CHAPTER FIVE.
THE ENGINEER'S DECLARATION--PENCROFT'S GRAND HYPOTHESIS--AN AERIAL
BATTERY--THE FOUR CANNONS--THE SURVIVING CONVICTS--AYRTON'S HESITATION--
CYRUS HARDING'S GENEROUS SENTIMENTS--PENCROFT'S REGRET.
So, then, all was explained by the submarine explosion of this torpedo.
Cyrus Harding could not be mistaken, as, during the war of the Union, he
had had occasion to try these terrible engines of destruction.
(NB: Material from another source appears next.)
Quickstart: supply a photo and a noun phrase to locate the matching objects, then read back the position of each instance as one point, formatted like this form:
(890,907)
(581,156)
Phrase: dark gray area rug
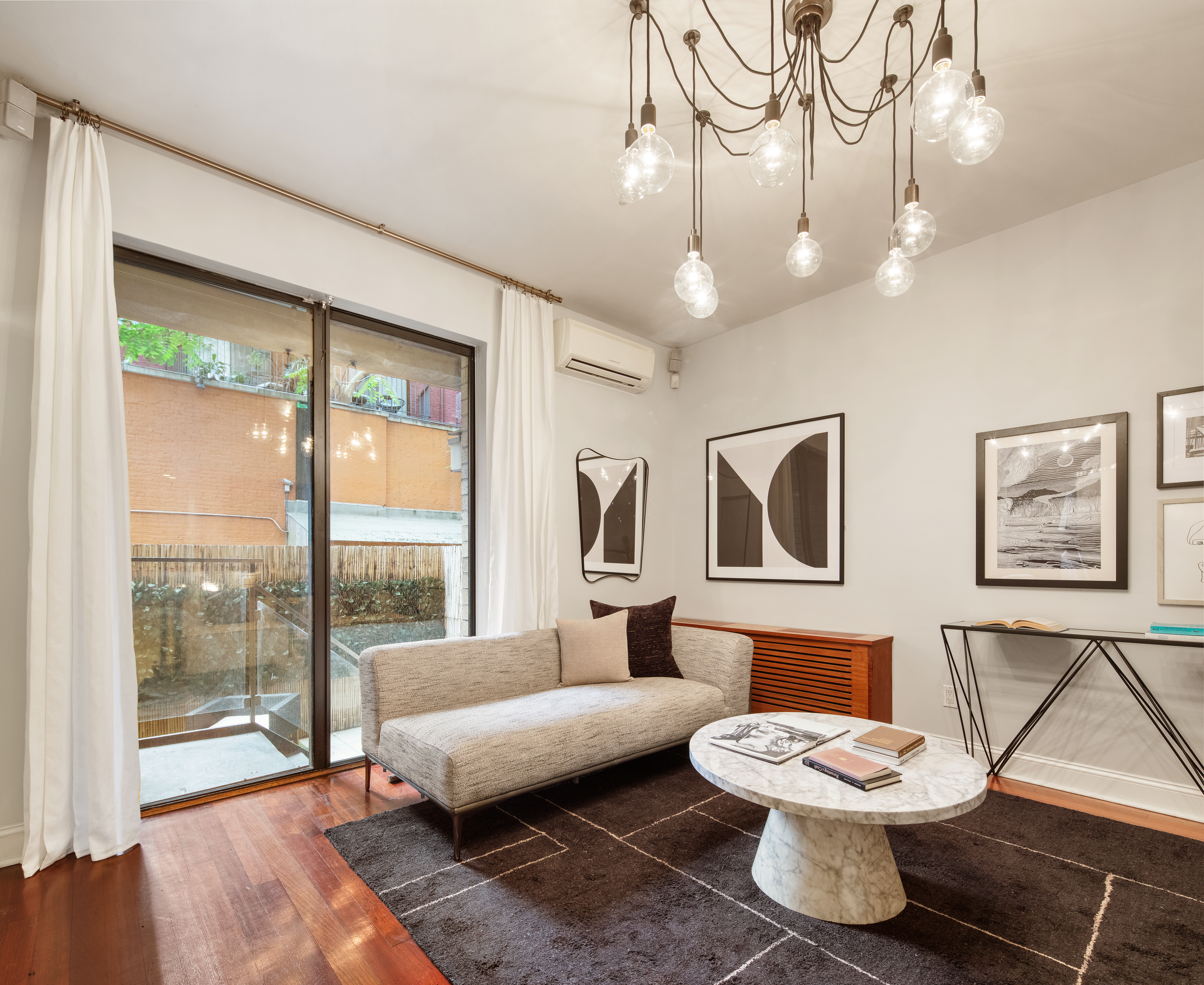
(641,875)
It was
under the action of this cylinder, charged with some explosive
substance, nitro-glycerine, picrate, or some other material of the same
nature, that the water of the channel had been raised like a dome, the
bottom of the brig crushed in, and she had sunk instantly, the damage
done to her hull being so considerable that it was impossible to refloat
her. The _Speedy_ had not been able to withstand a torpedo that would
have destroyed an ironclad as easily as a fishing-boat!
Yes! all was explained, everything--except the presence of the torpedo
in the waters of the channel!
"My friends, then," said Cyrus Harding, "we can no longer be in doubt as
to the presence of a mysterious being, a castaway like us, perhaps,
abandoned on our island, and I say this in order that Ayrton may be
acquainted with all the strange events which have occurred during these
two years. Who this beneficent stranger is, whose intervention has, so
fortunately for us, been manifested on many occasions, I cannot imagine.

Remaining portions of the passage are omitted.